Lynching Leo Frank
Was Leo Frank, imprisoned and lynched for the murder of Mary Phagan, wrongly convicted?
Did National Pencil Company superintendent Leo Frank strangle 13-year-old employee Mary Phagan and throw her in the company’s cellar? The year was 1913 and while the tragedy of Phagan’s death was great, the story surrounding the investigation into her murder is chilling. It’s one that involves child labour, anti-Semitism—and even the KKK.
Leo Frank took his terrible fate with a quiet dignity. As the blind-fold was placed over his eyes he asked only that his wedding ring be given to his wife. Watched on by Atlanta’s great and good, he was then hung to death from the branch of a tree.

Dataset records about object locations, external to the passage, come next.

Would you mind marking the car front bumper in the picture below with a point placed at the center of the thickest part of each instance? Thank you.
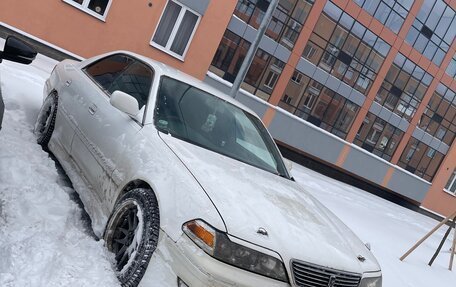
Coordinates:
(193, 266)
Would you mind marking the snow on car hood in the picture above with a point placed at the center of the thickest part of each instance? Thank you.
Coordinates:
(248, 198)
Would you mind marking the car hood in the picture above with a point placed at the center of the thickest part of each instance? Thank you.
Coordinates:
(298, 226)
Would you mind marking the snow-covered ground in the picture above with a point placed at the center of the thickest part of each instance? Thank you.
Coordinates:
(43, 241)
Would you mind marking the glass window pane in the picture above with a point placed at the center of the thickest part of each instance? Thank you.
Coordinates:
(167, 22)
(184, 33)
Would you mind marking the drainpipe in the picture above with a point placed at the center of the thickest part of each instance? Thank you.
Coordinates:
(253, 48)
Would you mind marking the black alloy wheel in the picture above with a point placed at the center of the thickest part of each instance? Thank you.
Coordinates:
(45, 122)
(132, 234)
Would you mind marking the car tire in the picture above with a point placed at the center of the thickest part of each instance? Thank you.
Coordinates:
(45, 122)
(132, 234)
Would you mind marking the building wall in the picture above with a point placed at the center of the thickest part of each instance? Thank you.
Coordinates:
(422, 182)
(129, 25)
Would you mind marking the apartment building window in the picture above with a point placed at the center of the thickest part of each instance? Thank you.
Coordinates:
(297, 77)
(263, 73)
(345, 48)
(229, 56)
(175, 29)
(319, 105)
(433, 30)
(439, 118)
(390, 13)
(378, 137)
(287, 20)
(420, 159)
(451, 185)
(404, 87)
(96, 8)
(271, 79)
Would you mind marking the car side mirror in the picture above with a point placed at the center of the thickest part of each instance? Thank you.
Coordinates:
(124, 103)
(288, 164)
(18, 51)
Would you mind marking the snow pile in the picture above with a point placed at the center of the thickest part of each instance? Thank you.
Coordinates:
(390, 229)
(42, 237)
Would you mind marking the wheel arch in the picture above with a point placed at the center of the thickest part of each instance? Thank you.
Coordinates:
(135, 183)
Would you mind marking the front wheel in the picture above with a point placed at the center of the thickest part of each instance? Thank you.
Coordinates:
(132, 234)
(45, 122)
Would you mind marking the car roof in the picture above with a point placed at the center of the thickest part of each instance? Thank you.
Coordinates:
(166, 70)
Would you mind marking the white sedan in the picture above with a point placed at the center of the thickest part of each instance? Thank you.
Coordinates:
(185, 185)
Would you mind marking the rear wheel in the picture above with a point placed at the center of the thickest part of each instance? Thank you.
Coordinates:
(132, 234)
(45, 122)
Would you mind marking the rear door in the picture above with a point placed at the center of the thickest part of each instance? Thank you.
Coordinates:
(105, 132)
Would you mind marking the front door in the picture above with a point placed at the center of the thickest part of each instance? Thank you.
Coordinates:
(106, 132)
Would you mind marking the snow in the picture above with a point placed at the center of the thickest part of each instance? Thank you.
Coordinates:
(44, 242)
(390, 229)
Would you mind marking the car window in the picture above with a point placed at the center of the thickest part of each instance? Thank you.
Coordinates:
(198, 117)
(122, 73)
(105, 71)
(136, 81)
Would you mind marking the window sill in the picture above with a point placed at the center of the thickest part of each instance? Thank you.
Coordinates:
(163, 49)
(449, 192)
(88, 11)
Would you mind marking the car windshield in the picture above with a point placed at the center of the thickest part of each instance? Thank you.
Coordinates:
(198, 117)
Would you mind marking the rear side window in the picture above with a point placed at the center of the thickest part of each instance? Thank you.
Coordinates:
(136, 81)
(122, 73)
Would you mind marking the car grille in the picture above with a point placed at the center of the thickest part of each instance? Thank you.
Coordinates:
(309, 275)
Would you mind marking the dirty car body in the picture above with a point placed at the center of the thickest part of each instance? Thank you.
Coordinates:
(229, 212)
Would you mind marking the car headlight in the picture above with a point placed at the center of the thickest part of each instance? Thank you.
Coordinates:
(371, 282)
(218, 245)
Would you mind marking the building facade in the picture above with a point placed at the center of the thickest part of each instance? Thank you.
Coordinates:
(367, 87)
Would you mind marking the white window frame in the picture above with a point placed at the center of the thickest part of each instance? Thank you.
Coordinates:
(85, 8)
(167, 48)
(273, 77)
(297, 77)
(451, 182)
(309, 101)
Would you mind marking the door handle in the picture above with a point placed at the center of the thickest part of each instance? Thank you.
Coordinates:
(92, 109)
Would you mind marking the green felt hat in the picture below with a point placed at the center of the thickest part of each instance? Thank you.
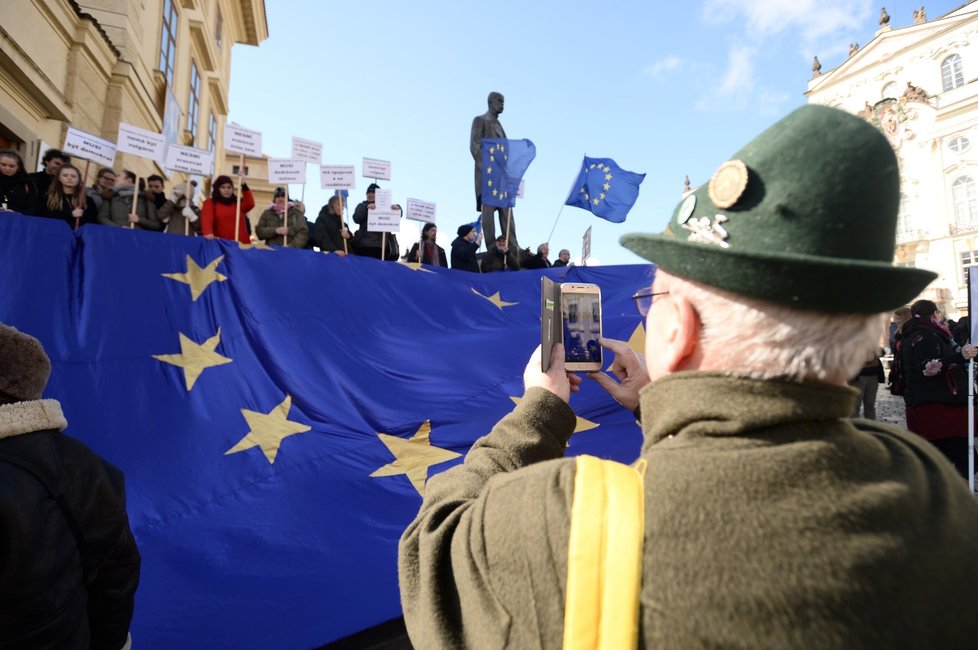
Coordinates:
(804, 215)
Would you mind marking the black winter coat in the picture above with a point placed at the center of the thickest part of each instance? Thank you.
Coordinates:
(463, 255)
(70, 566)
(922, 341)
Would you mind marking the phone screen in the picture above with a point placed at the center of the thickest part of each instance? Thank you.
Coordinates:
(581, 322)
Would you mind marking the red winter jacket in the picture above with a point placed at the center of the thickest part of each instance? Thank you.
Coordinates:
(218, 218)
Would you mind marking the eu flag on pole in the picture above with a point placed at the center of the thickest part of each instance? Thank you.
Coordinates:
(275, 446)
(605, 189)
(503, 164)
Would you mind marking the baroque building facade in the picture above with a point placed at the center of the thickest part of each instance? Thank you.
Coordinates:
(919, 85)
(161, 65)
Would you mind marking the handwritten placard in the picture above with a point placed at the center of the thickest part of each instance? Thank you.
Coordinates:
(140, 142)
(382, 218)
(189, 160)
(419, 210)
(307, 150)
(89, 147)
(376, 169)
(286, 170)
(337, 177)
(241, 140)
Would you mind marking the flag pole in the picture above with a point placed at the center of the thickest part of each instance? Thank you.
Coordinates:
(346, 249)
(80, 199)
(135, 197)
(971, 396)
(285, 218)
(237, 209)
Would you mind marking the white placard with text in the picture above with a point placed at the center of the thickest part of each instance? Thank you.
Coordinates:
(376, 169)
(337, 177)
(419, 210)
(189, 160)
(308, 150)
(89, 147)
(381, 218)
(241, 140)
(140, 142)
(286, 170)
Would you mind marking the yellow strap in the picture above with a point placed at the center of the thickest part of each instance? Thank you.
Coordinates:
(604, 556)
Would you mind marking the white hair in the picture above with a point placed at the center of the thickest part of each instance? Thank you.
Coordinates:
(755, 338)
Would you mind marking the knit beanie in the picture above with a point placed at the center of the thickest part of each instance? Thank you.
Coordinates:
(24, 366)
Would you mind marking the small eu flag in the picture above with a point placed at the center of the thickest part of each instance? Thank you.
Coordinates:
(605, 189)
(503, 164)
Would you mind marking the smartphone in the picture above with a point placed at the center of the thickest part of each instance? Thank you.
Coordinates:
(580, 321)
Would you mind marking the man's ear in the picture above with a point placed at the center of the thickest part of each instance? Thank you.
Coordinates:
(682, 334)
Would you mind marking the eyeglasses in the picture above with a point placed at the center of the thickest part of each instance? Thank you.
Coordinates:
(643, 299)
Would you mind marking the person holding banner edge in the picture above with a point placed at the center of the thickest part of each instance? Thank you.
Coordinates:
(766, 517)
(219, 213)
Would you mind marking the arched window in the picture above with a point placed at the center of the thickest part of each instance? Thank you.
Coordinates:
(959, 144)
(905, 230)
(951, 73)
(965, 203)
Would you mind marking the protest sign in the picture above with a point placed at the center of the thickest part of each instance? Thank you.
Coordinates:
(376, 169)
(189, 160)
(89, 147)
(140, 142)
(381, 218)
(286, 170)
(307, 150)
(337, 177)
(241, 140)
(419, 210)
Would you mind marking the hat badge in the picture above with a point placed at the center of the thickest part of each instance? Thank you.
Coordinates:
(728, 184)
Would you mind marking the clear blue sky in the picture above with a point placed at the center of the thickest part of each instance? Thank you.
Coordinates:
(664, 88)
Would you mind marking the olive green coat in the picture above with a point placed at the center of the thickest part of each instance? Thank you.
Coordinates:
(771, 522)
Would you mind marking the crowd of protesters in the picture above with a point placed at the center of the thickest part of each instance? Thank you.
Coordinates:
(114, 199)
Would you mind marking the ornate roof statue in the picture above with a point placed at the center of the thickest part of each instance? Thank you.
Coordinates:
(914, 93)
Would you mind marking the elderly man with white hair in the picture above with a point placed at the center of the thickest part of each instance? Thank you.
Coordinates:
(758, 514)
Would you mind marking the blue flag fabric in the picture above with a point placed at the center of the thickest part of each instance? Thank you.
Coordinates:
(264, 430)
(605, 189)
(503, 164)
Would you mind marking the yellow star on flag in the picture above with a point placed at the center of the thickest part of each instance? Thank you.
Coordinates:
(636, 341)
(413, 456)
(268, 430)
(582, 424)
(198, 278)
(496, 300)
(416, 266)
(258, 245)
(195, 358)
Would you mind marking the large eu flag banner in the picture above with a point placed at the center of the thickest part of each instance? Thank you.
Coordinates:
(277, 412)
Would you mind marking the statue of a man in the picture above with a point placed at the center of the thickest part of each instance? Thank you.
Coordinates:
(487, 126)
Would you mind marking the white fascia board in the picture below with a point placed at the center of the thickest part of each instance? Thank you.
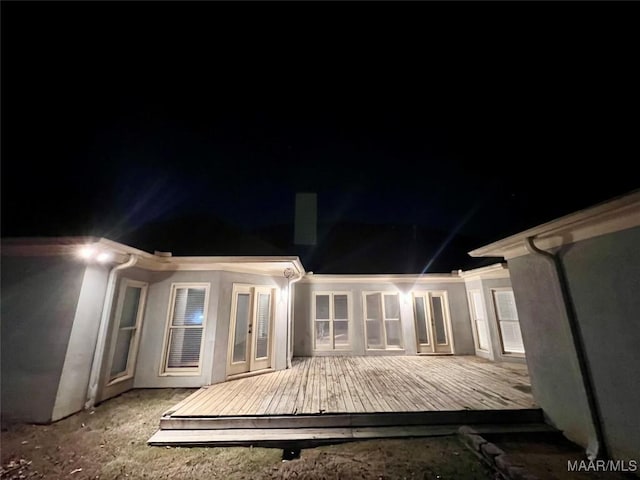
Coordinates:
(388, 279)
(262, 265)
(609, 217)
(497, 270)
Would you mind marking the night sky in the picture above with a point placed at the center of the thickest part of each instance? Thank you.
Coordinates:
(426, 129)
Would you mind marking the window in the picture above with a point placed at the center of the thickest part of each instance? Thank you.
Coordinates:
(382, 320)
(185, 326)
(507, 316)
(331, 320)
(129, 312)
(479, 319)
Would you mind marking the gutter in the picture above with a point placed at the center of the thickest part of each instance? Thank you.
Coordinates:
(600, 450)
(98, 354)
(288, 273)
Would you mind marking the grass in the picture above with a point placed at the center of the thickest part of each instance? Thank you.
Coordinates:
(109, 442)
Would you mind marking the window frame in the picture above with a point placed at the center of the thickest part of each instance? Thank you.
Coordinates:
(473, 307)
(165, 370)
(134, 345)
(384, 346)
(503, 350)
(332, 347)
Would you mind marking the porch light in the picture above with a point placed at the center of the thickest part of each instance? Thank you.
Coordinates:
(405, 297)
(91, 253)
(104, 257)
(87, 252)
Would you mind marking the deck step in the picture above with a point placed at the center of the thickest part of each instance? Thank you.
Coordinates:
(311, 437)
(349, 420)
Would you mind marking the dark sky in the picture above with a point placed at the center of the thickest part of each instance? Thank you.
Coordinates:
(470, 119)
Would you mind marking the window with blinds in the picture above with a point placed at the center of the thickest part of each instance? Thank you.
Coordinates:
(479, 318)
(331, 331)
(185, 327)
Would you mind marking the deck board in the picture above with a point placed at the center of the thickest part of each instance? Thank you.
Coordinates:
(366, 385)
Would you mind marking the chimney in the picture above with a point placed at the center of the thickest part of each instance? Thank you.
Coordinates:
(306, 219)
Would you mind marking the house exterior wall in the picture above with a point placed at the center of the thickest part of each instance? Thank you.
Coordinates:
(603, 274)
(72, 390)
(551, 356)
(39, 303)
(304, 317)
(216, 330)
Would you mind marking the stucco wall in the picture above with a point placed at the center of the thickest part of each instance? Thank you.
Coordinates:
(104, 391)
(72, 390)
(460, 322)
(39, 302)
(551, 356)
(604, 282)
(214, 356)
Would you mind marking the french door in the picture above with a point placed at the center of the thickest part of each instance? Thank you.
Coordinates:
(433, 327)
(250, 333)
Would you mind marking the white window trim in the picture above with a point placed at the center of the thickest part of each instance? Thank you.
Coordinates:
(183, 371)
(504, 352)
(428, 296)
(133, 350)
(474, 319)
(332, 319)
(384, 347)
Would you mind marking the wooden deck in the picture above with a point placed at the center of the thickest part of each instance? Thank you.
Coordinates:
(329, 399)
(325, 385)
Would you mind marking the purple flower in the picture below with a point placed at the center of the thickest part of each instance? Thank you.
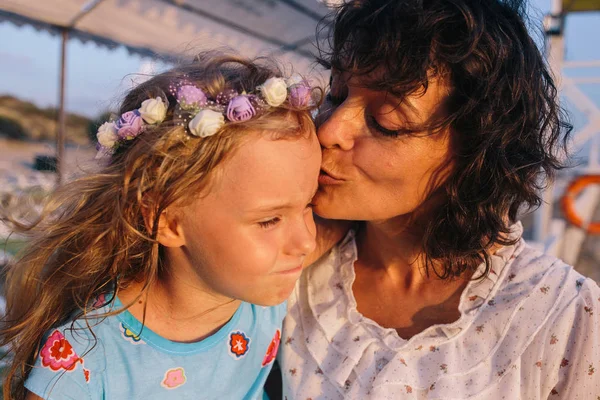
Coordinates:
(189, 96)
(129, 125)
(300, 95)
(240, 109)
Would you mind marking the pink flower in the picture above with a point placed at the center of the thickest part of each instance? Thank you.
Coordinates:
(129, 125)
(272, 349)
(239, 109)
(58, 353)
(174, 378)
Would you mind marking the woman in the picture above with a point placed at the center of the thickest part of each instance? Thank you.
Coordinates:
(443, 124)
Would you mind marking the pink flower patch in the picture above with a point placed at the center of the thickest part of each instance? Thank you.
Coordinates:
(238, 344)
(58, 353)
(272, 349)
(174, 378)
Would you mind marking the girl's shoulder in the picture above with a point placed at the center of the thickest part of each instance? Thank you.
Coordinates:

How this mild-mannered young Jewish businessman met his brutal end is one of America’s most disputed and intractable mysteries. The only uncontested fact is that a 13-year-old girl was murdered; everything else remains tainted by a shameful legacy of racism and anti-Semitism that continues to cloud the case even 100 years on.
The murder of young Mary Phagan, and the subsequent arrest, conviction and lynching of Leo Frank would prove so controversial and divisive that it would prompt the formation of two organisations that could hardly be greater polar opposites – the second chapter of the KKK and the Jewish anti-defamation league.
Leo Frank’s high-profile murder trial became a media circus and created deep and long-standing religious and ethnic fractures in Atlanta. For many in the Jewish community, the subsequent guilty verdict was seen as symbolic of the depth of anti-Semitism in the United States, on a par with the infamous Dreyfus affair in France.